Its been known that most of these models hallucinate research articles frequently, perplexity.ai seems to do quite well in that regard. Not sure why that is your specific metric though when LLMs seem to be improving across a large class of other metrics.
I strongly agree with your perspective. Not long ago, I also came across the evaluation data regarding Perplexity.ai. Unfortunately, it appears that Perplexity.ai's performance in multilingual aspects isn't as commendable as expected.
The data from the "AI Search Engine Multilingual Evaluation Report (v1.0) | Search.Glarity.ai" indicates that generative search engines have a long road ahead in terms of exploration, which I find to be of significant importance.
This wasn't a "metric." It was a test to see whether or not this LLM might actually be useful to me. Just like every other LLM, the answer is a hard no: using this chatbot for real work is at best a huge waste of time, and at worst unconscionably reckless. For my specific question, I would have been much better off with a plain Google Scholar search.
If your everyday work consists of looking up academic citations then yeah, LLMs are not going to be useful for that - you'll get hallucinations every time. That's absolutely not a task they are useful for.

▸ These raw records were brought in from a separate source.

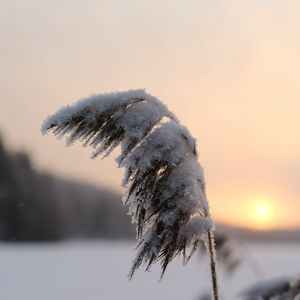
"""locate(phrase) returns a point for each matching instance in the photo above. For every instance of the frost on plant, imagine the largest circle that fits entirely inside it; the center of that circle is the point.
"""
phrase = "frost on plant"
(165, 188)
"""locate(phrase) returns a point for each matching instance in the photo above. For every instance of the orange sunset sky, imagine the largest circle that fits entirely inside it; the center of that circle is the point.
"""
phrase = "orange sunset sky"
(228, 69)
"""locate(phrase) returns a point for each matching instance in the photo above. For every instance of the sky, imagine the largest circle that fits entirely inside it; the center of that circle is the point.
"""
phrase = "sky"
(228, 69)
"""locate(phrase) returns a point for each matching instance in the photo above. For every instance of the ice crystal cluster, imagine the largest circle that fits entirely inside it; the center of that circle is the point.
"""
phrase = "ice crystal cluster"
(165, 188)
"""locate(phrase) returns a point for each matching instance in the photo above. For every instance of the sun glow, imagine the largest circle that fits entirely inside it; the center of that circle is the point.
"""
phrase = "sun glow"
(261, 213)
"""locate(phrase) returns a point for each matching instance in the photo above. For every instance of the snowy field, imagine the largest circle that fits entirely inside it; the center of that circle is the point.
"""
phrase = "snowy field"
(97, 271)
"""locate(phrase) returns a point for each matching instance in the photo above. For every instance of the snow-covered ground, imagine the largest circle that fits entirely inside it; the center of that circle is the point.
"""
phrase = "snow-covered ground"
(97, 270)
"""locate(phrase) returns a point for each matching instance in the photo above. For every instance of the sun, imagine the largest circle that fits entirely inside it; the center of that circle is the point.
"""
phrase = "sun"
(261, 213)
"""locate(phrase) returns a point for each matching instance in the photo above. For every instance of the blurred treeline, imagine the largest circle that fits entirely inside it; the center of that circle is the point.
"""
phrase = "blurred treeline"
(37, 206)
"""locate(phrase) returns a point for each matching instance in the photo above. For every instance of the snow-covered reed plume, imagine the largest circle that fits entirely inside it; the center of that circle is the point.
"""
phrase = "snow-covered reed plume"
(276, 289)
(165, 188)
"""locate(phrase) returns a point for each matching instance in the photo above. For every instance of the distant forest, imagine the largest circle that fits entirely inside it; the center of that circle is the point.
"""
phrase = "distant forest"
(36, 206)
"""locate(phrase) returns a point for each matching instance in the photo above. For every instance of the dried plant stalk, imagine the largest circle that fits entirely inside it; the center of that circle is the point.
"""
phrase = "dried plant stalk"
(165, 188)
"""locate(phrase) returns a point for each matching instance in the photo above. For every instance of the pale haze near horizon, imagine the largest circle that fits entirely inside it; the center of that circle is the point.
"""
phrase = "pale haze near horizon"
(228, 69)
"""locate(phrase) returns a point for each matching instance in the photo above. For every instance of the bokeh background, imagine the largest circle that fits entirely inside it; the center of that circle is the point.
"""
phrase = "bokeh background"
(228, 69)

There are plenty of other tasks that they ARE useful for, but you have to actively seek those out.
(Hi Simon, I am laughing as I write - I just submitted an article from your blog minutes ago. Then stumbled into this submission, and just before writing this reply, I checked the profile of "simonw"... I did not know it was your username here.)
Well, assuming one normally queries for information, if the server gives false information then you have failure and risk.

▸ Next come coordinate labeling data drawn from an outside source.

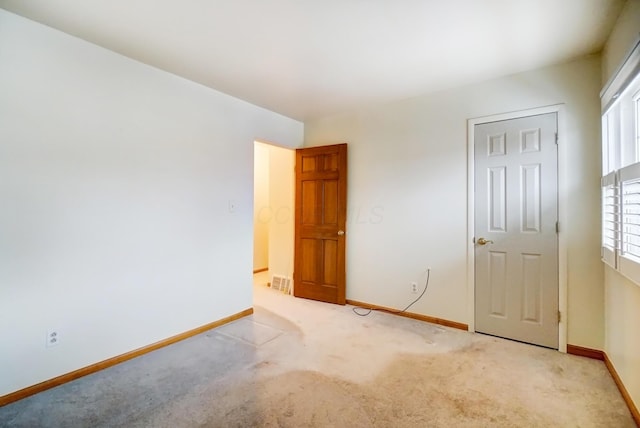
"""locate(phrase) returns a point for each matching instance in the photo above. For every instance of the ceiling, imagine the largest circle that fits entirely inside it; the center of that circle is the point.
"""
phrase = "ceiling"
(306, 59)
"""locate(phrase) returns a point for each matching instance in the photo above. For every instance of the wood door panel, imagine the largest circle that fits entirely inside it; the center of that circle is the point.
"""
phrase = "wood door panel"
(320, 240)
(330, 202)
(308, 259)
(309, 200)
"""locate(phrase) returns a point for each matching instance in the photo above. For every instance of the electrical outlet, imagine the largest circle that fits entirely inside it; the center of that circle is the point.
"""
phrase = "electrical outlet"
(53, 338)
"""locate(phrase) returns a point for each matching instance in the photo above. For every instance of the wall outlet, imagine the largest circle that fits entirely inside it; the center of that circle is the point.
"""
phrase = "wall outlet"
(53, 338)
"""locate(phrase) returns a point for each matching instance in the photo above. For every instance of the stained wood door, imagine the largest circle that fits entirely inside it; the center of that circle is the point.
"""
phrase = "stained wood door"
(516, 242)
(320, 223)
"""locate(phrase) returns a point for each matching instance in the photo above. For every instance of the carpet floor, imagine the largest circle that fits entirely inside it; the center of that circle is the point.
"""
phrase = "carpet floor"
(300, 363)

If one were in search for supplemental reasoning (e.g. "briefing", not just big decision making or assessing), the server should be certified as trustworthy in reasoning - deterministically.
It may not be really clear what those «plenty [] other tasks that they ARE useful for» could be... Apart from, say, "Brian Eno's pack of cards with generic suggestion for creativity aid". One possibility could be as a calculator-to-human "natural language" interface... Which I am not sure is a frequent implementation.
Many of the most interesting uses of LLMs occur when you move away from using them as a source of information lookup - by which I mean pulling directly from information encoded into their opaque model weights.
Anything where you feed information into the model as part of your prompt is much less likely to produce hallucinations and mistakes - that's why RAG question answering works pretty well, see also summarization, fact extraction, structure data conversion and many forms of tool usage.
Uses that involve generating code are very effective too, because code has a form of fact checking built in: if the model hallucinates an API detail that doesn't exist you'll find out the moment you (or the model itself via tools like ChatGPT Code Interpreter) execute that code.